Megan Green, a member of the Monetary Policy Committee at the Bank of England (BOE), stated that wage and inflation indicators are heading in the right direction, but they remain at extremely high levels. She noted that the persistence of inflation still poses a challenge, despite some improvements in the data.
Green confirmed that medium-term inflation expectations have begun to rise, raising concerns about price stability in the United Kingdom. Although the process of inflation slowing continues, some indicators suggest a slowdown in the labor market, which adds further pressure on the British economy.
The Bank of England member also pointed out that the risks related to UK productivity tend to lean towards the negative, increasing economic challenges. She indicated that currency exchange rates could be a disinflationary factor if the current trend persists, which she considers a positive development amid global market volatility.
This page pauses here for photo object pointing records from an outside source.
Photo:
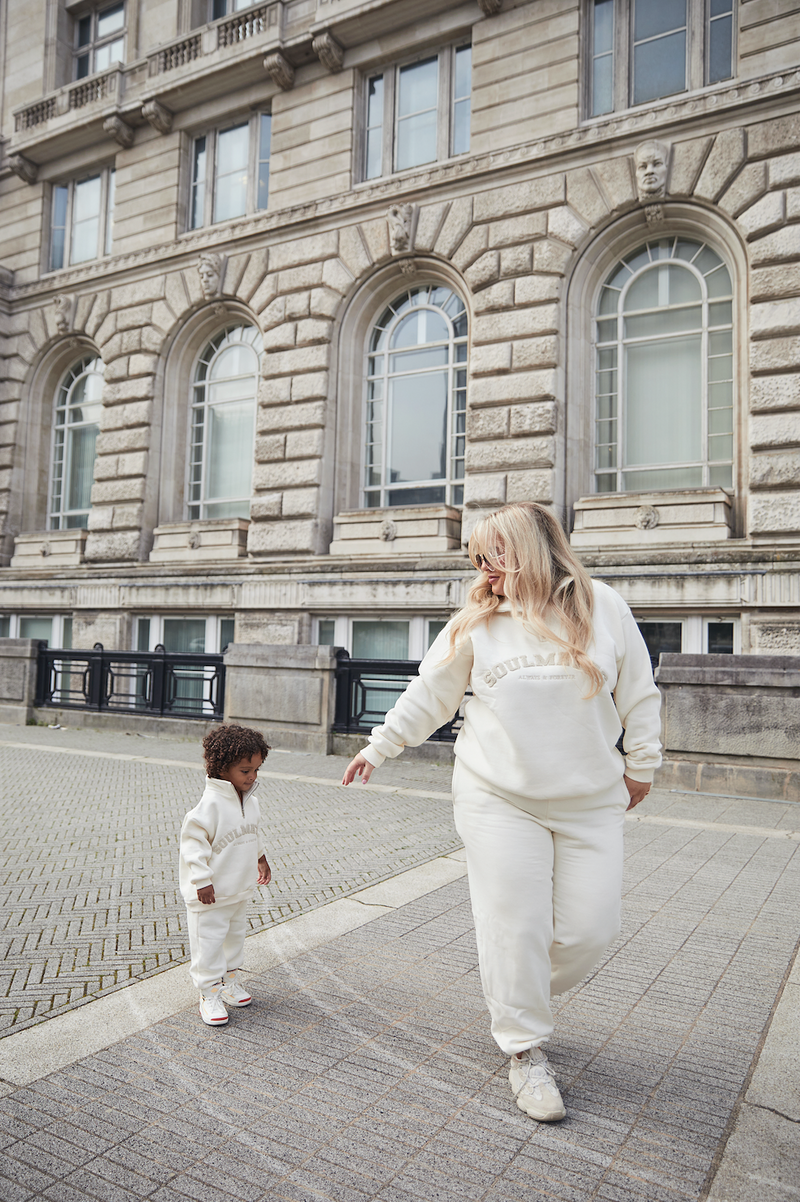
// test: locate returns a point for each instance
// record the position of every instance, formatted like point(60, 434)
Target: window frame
point(694, 629)
point(697, 66)
point(202, 501)
point(61, 624)
point(212, 136)
point(57, 519)
point(107, 176)
point(154, 636)
point(455, 430)
point(97, 42)
point(625, 340)
point(446, 102)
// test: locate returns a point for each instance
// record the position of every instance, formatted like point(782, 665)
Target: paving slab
point(364, 1067)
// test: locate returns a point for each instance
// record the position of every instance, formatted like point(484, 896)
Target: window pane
point(661, 480)
point(231, 184)
point(58, 232)
point(81, 458)
point(418, 87)
point(660, 67)
point(603, 25)
point(326, 636)
point(418, 403)
point(461, 100)
point(109, 210)
point(36, 628)
point(661, 636)
point(184, 635)
point(198, 184)
point(655, 17)
point(226, 632)
point(434, 630)
point(111, 19)
point(374, 165)
point(603, 85)
point(85, 220)
point(663, 402)
point(230, 468)
point(380, 640)
point(720, 49)
point(112, 52)
point(721, 638)
point(264, 144)
point(417, 101)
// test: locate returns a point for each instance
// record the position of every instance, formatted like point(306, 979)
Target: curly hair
point(230, 744)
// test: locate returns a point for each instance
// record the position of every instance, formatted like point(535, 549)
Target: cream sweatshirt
point(529, 727)
point(221, 844)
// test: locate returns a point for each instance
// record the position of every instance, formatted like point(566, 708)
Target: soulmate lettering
point(232, 835)
point(556, 659)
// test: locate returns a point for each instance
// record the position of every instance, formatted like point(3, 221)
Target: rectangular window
point(99, 40)
point(230, 172)
point(417, 112)
point(380, 638)
point(186, 635)
point(640, 51)
point(82, 214)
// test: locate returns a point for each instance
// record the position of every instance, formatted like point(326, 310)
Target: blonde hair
point(548, 588)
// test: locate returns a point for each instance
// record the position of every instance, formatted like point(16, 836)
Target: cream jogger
point(216, 935)
point(545, 884)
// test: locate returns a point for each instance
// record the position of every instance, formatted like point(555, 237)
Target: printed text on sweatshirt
point(530, 727)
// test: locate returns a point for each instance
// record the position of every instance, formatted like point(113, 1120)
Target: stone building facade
point(566, 271)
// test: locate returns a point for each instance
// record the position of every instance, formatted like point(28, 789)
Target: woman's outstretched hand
point(358, 767)
point(637, 790)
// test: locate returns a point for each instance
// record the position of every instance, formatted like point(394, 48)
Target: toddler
point(221, 860)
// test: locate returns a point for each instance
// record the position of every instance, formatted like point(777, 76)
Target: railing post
point(159, 678)
point(341, 682)
point(42, 673)
point(96, 677)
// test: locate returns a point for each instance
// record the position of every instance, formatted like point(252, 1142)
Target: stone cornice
point(708, 111)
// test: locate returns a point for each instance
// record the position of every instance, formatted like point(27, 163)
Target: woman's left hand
point(637, 789)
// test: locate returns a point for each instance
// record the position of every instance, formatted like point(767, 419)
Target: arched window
point(416, 400)
point(224, 421)
point(664, 370)
point(75, 433)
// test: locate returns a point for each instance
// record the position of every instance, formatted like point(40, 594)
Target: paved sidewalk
point(364, 1069)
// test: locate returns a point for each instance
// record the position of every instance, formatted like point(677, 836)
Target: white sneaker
point(213, 1011)
point(233, 994)
point(533, 1086)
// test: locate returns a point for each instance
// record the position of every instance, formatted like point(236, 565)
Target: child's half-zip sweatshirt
point(220, 844)
point(530, 729)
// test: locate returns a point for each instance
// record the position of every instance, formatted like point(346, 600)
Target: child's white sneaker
point(213, 1011)
point(233, 994)
point(533, 1086)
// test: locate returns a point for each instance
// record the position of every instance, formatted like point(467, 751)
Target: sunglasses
point(497, 559)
Regarding trade policies, the Bank of England member explained that she sees tariffs as a potential factor for reducing inflation in the UK, which impacted her recent decision on interest rates. She added that she was very hesitant about her recent decision to cut rates and will not change her position even after recent news about the relations between the United States and China.
She also mentioned a significant degree of uncertainty regarding tariffs with the European Union, making it a key factor affecting domestic demand. She concluded her remarks by emphasizing that the Bank of England is placing greater focus on domestic economic factors compared to external trade developments, reflecting a more cautious approach in facing current challenges.